Your obedient servant,
R. S. GRANGER,
Brevet Brigadier-General, U. S. A.,
Commanding District of Henrico.
RICHMOND, February 9, 1867.
General R. S. Granger, commanding District of Henrico:
General, - Upon the receipt of your communication of the 4th instant, as you are already aware, I immediately communicated with Mr. George S. Palmer upon the subject of this letter, by a personal interview with him, when I exhibited the letter to him. He assured me he had no knowledge of the occurrence alluded to, nor did he know of any such thing as a Confederate flag upon his lot. It is true, he informed me that there was an old flag that had been there for a considerable time, with which his children amused themselves in the yard of his lot, but that he had no recollection, nor did he believe, that it represented any Confederate emblem or design.
He assured me, however, that whatever it was, certainly, and he was sure that no member of his family intended by the uses made of it there to insult the United States Government or any of its officers or soldiers. After this he called upon me, and desired to be introduced to you. You are aware that I gratified him in this request, and you, as well as I, heard his explanation to you, and what was the result of that interview. Accordingly, he furnished me with a written statement of the transaction alluded to in your letter, which I now enclose to you.
You say as the action of the party displaying the flag is calculated to bring on a collision between the military and civilians in the city of Richmond, and thus disturb the public peace, you desire to know what course the civil authorities of the city purpose to take to prevent a recurrence of this insult to the Government of the United States, and if the parties in this case can be made responsible for this offence.
This occurrence took place beyond the corporate limits of this city, and over which our city government has no authority or control; and from my knowledge of the people of Richmond I feel perfectly assured that no such occurrence will take place within the limits of the authority of the city government.
We are a loyal and orderly people, with no desire or intention whatever to offer insult or indignity to the United States Government, or any department thereof, civil or military; and thus knowing the people of Richmond, I feel assured that I will never be called upon to act in any such case as the one now submitted to me.

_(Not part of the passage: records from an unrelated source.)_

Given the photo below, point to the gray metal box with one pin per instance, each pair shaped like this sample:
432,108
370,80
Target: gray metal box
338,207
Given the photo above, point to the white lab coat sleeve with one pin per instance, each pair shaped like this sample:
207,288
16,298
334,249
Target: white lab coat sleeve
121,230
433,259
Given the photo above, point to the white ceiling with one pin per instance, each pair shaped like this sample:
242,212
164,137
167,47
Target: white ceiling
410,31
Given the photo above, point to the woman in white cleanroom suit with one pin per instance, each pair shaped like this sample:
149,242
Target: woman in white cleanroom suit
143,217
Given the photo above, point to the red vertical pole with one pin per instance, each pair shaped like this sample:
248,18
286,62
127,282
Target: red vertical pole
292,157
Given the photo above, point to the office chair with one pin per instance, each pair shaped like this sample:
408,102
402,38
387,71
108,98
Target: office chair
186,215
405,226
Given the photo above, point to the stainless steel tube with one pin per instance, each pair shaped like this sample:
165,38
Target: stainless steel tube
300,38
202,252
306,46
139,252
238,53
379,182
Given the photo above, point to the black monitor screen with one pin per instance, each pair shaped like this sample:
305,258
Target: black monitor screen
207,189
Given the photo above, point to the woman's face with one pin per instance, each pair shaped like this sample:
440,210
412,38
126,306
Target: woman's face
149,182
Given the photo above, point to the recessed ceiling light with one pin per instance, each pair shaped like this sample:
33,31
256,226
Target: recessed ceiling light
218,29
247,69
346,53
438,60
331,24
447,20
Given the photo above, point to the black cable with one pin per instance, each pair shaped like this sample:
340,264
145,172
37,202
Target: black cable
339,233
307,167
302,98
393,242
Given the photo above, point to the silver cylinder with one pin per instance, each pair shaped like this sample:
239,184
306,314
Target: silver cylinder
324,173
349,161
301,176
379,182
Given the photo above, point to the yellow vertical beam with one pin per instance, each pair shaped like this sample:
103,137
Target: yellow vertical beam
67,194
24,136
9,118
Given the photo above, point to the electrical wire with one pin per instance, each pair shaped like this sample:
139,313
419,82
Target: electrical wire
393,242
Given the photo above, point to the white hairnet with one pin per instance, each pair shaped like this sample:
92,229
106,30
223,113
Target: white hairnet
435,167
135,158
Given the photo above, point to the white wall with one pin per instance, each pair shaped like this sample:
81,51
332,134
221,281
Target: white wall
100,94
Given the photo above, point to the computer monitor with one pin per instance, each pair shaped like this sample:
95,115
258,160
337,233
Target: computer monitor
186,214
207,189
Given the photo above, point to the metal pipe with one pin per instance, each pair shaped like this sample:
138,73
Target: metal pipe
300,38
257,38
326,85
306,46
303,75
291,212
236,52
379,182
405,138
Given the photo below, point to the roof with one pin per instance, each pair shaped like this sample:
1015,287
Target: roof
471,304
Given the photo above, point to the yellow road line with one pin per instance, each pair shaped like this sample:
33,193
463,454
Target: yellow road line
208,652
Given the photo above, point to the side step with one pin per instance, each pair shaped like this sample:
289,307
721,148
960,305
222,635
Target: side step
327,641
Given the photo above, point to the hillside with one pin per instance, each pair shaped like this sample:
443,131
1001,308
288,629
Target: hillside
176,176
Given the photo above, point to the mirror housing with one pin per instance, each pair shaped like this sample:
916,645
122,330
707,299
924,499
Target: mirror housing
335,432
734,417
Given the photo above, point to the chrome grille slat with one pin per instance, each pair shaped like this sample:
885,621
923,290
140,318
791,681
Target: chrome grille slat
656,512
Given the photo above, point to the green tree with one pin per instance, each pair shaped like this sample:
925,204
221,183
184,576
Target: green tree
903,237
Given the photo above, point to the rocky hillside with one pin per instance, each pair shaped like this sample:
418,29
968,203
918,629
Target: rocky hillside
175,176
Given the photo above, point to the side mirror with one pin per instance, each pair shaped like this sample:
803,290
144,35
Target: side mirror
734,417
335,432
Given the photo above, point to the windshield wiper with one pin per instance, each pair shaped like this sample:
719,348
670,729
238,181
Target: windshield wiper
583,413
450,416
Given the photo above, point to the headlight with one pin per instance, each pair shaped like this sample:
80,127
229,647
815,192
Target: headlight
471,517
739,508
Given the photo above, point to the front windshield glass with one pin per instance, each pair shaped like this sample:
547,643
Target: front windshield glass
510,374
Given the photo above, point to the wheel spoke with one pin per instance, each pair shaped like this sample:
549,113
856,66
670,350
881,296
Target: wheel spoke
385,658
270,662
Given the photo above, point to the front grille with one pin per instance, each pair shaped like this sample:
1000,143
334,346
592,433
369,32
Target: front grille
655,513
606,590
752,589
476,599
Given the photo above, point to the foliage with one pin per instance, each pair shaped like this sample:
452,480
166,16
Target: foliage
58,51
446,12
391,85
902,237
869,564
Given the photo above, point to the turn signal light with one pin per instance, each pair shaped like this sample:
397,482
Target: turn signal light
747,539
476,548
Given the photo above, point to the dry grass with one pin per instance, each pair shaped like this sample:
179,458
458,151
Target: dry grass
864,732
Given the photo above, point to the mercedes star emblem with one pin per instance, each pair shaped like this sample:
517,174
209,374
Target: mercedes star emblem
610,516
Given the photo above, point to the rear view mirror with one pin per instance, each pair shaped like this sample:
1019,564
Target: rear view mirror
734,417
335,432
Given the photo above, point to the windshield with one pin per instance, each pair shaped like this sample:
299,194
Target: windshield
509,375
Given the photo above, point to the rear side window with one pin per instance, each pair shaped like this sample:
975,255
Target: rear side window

But, inasmuch as my jurisdiction as a justice of the peace of the Commonwealth of Virginia extends one mile around and about this city, and Mr. Palmer’s residence being within that jurisdiction, I should feel it my duty, if the facts stated to me constituted an offence against the laws of the State of Virginia, farther to inquire into it; but I am decidedly of opinion that such a case is not provided for by the State law.
I hope that the enclosed letter from Mr. Palmer, taken in connection with his personal interview with you, will be satisfactory; reassuring you that from the whole tenor of Mr. Palmer’s character as a peaceable, law-abiding, and loyal citizen, that such an occurrence as has given rise to this correspondence will not again take place, and that the peaceable relations now existing between the military and civil authorities of this city and county of Henrico will not be disturbed by any citizen.
I am, very respectfully,
Your obedient servant,
(Signed) JOSEPH MAYO, Mayor.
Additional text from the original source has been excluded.